Filters, as the name implies, filter out, or remove, certain frequencies. It’s often called a VCF, or voltage-controlled filter. Four filter types are common: lowpass, which only passes low frequencies/filters out high frequencies, and is the most common; highpass, which only passes high frequencies/filters out low frequencies; bandpass, which only passes a band of frequencies/filters out frequencies higher and lower than that band; and notch, which only passes high and low frequencies/filters out a band of frequencies. Where the filter cuts off frequencies is called the cutoff frequency, and is usually the parameter you modulate. How much emphasis the filter places around the cutoff frequency, or where a peak forms at the cutoff frequency, is determined by resonance, or feedback.

The amplifier, as with audio systems, controls volume. It’s often called a VCA, or voltage controlled amplifier, though it’s often more correct to call it a voltage controlled attenuator, as it simply attenuates the signal (makes it quieter) rather than amplifying (making it louder). It often has no direct controls; rather, you control the envelope associated with it to shape the volume of a sound.

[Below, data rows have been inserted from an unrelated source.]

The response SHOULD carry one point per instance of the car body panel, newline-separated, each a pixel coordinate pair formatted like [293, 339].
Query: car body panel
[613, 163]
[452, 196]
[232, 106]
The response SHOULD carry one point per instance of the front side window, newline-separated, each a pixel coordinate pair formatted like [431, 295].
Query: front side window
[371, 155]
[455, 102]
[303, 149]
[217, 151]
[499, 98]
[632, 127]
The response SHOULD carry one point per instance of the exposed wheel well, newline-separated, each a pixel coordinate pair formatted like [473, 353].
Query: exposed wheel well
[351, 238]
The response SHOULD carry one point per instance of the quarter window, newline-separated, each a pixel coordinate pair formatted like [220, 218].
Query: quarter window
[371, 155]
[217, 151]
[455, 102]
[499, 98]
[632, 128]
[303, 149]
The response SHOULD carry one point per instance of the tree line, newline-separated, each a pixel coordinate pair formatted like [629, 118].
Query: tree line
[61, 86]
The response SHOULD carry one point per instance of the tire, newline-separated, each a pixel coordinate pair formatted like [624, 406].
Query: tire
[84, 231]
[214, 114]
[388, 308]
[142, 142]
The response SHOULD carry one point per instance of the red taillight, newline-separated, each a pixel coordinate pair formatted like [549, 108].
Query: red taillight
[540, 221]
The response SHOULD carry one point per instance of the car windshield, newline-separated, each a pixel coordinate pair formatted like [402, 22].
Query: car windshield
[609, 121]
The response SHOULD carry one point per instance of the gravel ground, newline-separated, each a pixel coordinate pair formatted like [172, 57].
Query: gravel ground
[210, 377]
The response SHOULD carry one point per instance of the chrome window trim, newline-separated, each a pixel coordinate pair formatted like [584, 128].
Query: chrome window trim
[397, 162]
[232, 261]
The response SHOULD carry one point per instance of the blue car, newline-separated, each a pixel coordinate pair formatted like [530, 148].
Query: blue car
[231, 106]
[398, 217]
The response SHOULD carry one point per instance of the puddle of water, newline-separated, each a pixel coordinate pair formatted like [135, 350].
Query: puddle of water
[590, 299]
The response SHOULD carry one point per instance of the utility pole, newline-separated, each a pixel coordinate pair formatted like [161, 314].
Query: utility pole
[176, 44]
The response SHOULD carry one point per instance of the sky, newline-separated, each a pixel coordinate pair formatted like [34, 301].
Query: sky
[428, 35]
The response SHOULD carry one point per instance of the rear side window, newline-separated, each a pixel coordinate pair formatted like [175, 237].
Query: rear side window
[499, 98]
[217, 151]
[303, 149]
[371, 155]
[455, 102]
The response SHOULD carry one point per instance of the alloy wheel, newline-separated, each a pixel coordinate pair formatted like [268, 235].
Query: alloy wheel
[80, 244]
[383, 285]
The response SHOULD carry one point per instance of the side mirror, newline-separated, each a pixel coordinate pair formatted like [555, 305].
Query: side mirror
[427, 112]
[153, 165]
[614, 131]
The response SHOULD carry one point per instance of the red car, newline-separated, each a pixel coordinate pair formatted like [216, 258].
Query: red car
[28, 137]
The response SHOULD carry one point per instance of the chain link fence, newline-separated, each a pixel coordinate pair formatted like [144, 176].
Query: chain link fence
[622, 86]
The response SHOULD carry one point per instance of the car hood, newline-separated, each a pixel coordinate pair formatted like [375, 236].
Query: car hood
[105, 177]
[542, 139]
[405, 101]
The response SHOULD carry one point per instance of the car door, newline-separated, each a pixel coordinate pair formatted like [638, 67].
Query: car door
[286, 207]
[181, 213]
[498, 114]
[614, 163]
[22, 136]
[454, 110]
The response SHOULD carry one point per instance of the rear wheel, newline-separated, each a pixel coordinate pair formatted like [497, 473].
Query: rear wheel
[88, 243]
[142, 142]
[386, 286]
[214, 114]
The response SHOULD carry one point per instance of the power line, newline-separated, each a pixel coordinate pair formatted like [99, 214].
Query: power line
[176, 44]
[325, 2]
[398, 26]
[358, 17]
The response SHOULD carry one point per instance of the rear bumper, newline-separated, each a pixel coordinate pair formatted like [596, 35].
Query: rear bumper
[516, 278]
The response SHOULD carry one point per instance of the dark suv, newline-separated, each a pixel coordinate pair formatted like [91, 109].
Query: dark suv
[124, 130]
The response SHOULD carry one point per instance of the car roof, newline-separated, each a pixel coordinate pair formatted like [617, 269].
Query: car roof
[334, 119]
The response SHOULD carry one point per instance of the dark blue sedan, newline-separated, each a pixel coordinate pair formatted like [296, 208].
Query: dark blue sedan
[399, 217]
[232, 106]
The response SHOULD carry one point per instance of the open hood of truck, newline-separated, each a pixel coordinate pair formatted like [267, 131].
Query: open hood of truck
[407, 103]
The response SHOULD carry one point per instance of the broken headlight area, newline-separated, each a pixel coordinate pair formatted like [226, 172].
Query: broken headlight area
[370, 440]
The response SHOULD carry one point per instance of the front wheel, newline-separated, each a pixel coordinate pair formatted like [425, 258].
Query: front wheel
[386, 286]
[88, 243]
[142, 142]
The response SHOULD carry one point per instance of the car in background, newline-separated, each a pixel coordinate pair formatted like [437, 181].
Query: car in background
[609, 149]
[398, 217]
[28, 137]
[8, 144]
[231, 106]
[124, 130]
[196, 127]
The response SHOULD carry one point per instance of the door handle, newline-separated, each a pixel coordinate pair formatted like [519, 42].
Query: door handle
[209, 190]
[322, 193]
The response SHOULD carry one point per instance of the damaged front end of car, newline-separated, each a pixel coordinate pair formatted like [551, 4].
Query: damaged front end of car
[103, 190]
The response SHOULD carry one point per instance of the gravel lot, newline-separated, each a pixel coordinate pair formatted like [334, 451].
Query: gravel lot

Envelopes, sometimes called contours, transients, and often with the word ‘generator’ appended to each, create a signal which modulated elements follow. It often has 4 stages: attack is the amount of time it takes from keypress to full signal level, decay is the amount of time it takes from full signal level to the sustain level, which is where the voltage stays until you release the key, at which point the release control sets time from the sustain level to zero. It’s common for synthesizers to remove some stages: the Minimoog only had attack, decay, and sustain, with the option to use decay as release. Buchla used Attack-Decay envelopes, where decay and release were combined. Sometimes you’ll see attack-release envelopes, which are similar to AD envelopes but have a hidden sustain stage, controlled by modulation amount. You’ll also see multi-stage envelopes, such as 6- or 8-stage envelopes, which can add hold, or delay, stages, and repeat stages like decay, attack, and sustain. Decay-only envelopes, created by only having decay and/or release active and setting attack and sustain to zero, are very common for percussive sounds and basses.

LFOs are similar to oscillators, but specifically are low-frequency oscillators, with low typically being sub-audio frequencies, often below 2Hz. They’re used for automatic, cyclic modulations, such as old-school dubstep wobble basses when used on filters, vibrato when used on oscillators, and tremolo/leslie effects when used with amplifiers.

Using these in combination spawned hundreds of different synthesizers and classic synthesizer sounds. This article has only discussed subtractive synthesis methods so far, but there are SO many others which I’ll discuss in a future article.